But I went on and on and on. And then the next night, or next day I hid out in an old straw stack. And then that afternoon on the third day, I was scared then, because this arm was swollen as tight as it could swell, and I was having to carry it in the other hand. And all my fingers began to turn blue. And I realized gangrene poisoning setting in. And, you know, nobody to do anything for you. And I realized I'm going to die just like a rat beside the road. That's a terrible feeling. And I thought, "What'll I do? I'll just get out and go a little sooner. Maybe I'll have to rap on somebody's door."

That's what I did. I remember as I walked out, I don't know how far, I saw this lamp. It was an old-fashioned lamp burning. Very poor house. No paint on it. Now, I knew those were poor people. So I walked up to the screen door and I rapped on it. And a tall man came to the door. He was rather old.
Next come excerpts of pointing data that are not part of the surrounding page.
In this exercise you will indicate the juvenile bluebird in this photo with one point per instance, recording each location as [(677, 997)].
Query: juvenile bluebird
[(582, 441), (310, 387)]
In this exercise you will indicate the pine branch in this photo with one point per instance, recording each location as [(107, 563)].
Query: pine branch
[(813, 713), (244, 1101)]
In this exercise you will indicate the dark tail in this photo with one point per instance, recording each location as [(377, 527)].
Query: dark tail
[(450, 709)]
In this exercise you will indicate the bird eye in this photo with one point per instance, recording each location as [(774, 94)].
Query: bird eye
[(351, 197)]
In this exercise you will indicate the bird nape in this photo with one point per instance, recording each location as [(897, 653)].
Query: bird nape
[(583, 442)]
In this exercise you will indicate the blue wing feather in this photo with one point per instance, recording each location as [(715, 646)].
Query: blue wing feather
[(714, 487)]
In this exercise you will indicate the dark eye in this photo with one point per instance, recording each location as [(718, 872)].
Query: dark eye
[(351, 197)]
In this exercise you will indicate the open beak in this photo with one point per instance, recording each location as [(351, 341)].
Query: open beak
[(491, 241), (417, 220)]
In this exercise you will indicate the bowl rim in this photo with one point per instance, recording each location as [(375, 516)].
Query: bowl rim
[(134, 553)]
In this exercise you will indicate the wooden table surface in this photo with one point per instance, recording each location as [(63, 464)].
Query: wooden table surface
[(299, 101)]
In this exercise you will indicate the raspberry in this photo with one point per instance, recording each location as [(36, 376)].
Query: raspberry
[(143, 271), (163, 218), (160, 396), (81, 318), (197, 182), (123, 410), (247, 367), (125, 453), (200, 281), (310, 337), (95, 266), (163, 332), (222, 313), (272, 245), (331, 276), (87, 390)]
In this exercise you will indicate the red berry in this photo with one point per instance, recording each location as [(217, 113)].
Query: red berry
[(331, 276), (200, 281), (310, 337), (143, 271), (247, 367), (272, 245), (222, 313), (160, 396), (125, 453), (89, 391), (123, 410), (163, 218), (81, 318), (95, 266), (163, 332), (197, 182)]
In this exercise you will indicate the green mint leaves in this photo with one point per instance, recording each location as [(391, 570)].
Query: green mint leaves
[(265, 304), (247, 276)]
And I said, "Please may I have a drink of water?"

And do you know that old man didn't answer me. But he walked back into the house and he called his wife. And, God bless her heart, she's like most old-fashioned mothers. She came to the door, and she didn't say, "Who are you?" and "What do you want?" Thank God, there are a lot of good people in this world.

That dear little woman just pushed that door open and said, "Won't you come in and sit down?" Do you know that's the most beautiful music I've ever heard in my life? I should say I'll come in and sit down!
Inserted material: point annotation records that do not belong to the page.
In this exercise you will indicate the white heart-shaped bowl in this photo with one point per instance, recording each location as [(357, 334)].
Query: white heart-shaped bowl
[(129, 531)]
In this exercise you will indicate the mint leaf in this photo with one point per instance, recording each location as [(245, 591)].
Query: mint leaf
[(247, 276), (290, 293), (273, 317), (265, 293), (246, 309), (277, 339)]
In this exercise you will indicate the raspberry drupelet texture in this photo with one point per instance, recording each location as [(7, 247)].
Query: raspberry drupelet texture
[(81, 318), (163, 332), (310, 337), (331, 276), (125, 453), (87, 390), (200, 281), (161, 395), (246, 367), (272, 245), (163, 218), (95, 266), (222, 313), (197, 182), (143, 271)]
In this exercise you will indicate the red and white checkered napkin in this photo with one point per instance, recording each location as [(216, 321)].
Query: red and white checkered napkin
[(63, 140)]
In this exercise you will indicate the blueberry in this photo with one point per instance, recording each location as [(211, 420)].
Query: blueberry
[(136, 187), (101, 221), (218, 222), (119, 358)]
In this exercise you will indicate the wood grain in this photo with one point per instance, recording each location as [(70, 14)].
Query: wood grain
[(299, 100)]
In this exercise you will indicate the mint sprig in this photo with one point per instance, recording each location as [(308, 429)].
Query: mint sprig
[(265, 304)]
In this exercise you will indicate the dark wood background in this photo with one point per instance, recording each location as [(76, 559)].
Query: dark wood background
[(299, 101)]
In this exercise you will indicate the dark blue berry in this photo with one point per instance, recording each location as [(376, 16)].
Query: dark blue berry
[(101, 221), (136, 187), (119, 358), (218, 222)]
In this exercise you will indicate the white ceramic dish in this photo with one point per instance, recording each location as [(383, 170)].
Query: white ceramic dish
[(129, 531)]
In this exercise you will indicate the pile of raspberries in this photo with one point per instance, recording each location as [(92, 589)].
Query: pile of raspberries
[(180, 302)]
And she pulled out a chair. And I sat down on it. I was glad to sit down. And, you know, their house was poor. There was no rugs on the floor of any type. A table cloth. Red-checkered table cloth on the table. A little old stove over there in the corner and there was a fire in it. And that woman put some milk in a pan and heated it and brought it over to me.

And, you know, I'm hungry. I don't have any manners. I forgot how to act. I forgot a lot of things in twenty-two years.

And I grabbed that glass of milk before she ever set it down. And I gobbled it down. I'm so hungry! I felt like I'm going stark mad. And I took it instantly. And the moment it touched my stomach, of course, I couldn't retain it. I lost it. I haven't had any whole milk in twenty-two years. You can understand why I couldn't take it.

And she knew what to do. She went out into the kitchen and she heated some water - or rather over to the stove - and heated some water. And, bless her heart, she put sugar in that water and brought it over to me. And she sat down and gave it to me from a spoon.

I took every bit of it. Oh, it was good. It was nourishing. And then the daddy walked over by me and he said, "Now tell us who you are and where'd you come from."

I began to cry. I was scared then. I said, "I run away from the convent and I'm not going back."

And he said, "What happened to you?" My hand was laying up on the table.

And I said, "Well, I tried to get over the gate and I fell and I'm hurt."

And, you know, he said, "We'll have to call a doctor."

And, bless your sweet life, then I really became hysterical! I got up from the table. I was going to run back outside and they wouldn't let me.

He said, "Wait a minute. We're not going to hurt you. You're hurt. You'll have to have help."

I said, "I don't have any money and I don't have any people. And I can't pay a doctor bill."

Of course, I was just in a terrible mess, if you want to know it. And that man said to me, "I'm going after a doctor." He said, "And he's not a Roman Catholic. Neither am I."